Bad Allah was at the wheel of a black Peugeot Boxer delivery van, bouncing along the N27 in upper Normandy. Maggie sat in the bench seat behind with John Rae. Dusk was descending on the lush rolling countryside, turning a deep green in the falling light, and the commute traffic in and out of Dieppe was winding down. Bad Allah made a tight right turn onto the narrow country road, the long van fishtailing.
Lead foot, Maggie thought. She had changed into fresh jeans, turtleneck sweater and a roomy windbreaker before checking out of the Shangri La a few hours ago.
“La Ferme is approximately one kilometer away,” Dieter said. “On the left. We’ll park farther up. There’s a lay by.”
“And you’re sure this is going to work?” Maggie asked.
“Absolutely, Fraulein,” Dieter said, turning to look at her, scraps of daylight flashing off his John Lennon glasses. “And if it doesn’t, well, we try something else.”

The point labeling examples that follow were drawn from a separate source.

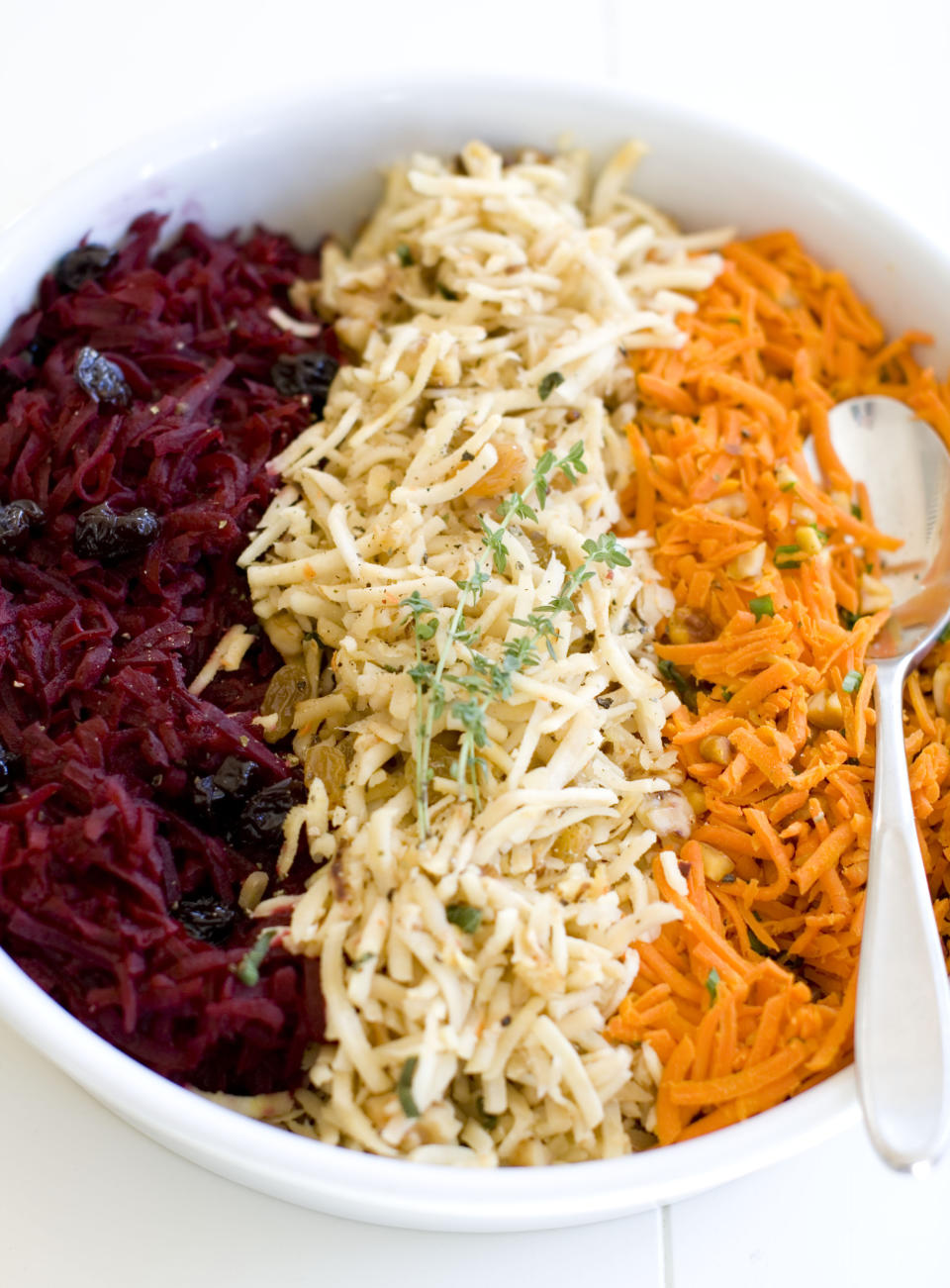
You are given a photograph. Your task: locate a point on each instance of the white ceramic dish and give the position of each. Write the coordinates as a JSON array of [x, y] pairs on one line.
[[309, 165]]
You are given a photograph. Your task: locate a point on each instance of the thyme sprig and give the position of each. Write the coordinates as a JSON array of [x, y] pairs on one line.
[[484, 679]]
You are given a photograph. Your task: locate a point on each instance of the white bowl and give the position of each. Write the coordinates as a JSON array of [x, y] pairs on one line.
[[307, 166]]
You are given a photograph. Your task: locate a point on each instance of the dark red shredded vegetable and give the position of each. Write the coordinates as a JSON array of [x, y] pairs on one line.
[[137, 414]]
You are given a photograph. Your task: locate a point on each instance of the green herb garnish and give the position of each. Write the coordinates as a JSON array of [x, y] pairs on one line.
[[548, 384], [762, 607], [247, 970], [484, 679], [788, 556], [685, 688], [405, 1087], [463, 916]]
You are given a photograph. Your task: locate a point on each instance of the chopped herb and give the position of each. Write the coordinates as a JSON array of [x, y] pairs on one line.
[[463, 916], [788, 556], [685, 688], [757, 945], [405, 1087], [247, 970], [483, 679], [762, 607], [548, 384]]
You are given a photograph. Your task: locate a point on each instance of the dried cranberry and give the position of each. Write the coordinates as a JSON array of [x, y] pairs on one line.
[[305, 373], [261, 818], [17, 521], [206, 917], [9, 764], [102, 379], [84, 264], [101, 534]]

The plan was for Maggie to find out whether Kafka was already at La Ferme. There was a good chance he hadn’t arrived yet. She was to approach the farm house solo and say she had a dead battery, ask for help. Hopefully, someone would let her in and she could get a look around. Meanwhile, Dieter and John Rae would be outside, checking out the property.
“And just to confirm,” Maggie said, “no one’s going to get shot—right?”
“Not unless it’s one of us.” Dieter grinned. “But then that would be our own stupid fault. I believe in talking my way out of things if something goes amiss. I’m a chicken from way back.”
Maggie doubted that.
“And no one’s going to get beat up, either,” she said.
Dieter made a comme ci, comme ça motion with his hand as the van bumped over a pothole, making them all bounce in their seats. John Rae grabbed the handle on the roof the van. “Dieter would regard that as an operational malfunction, Maggie. He sets his standards higher.”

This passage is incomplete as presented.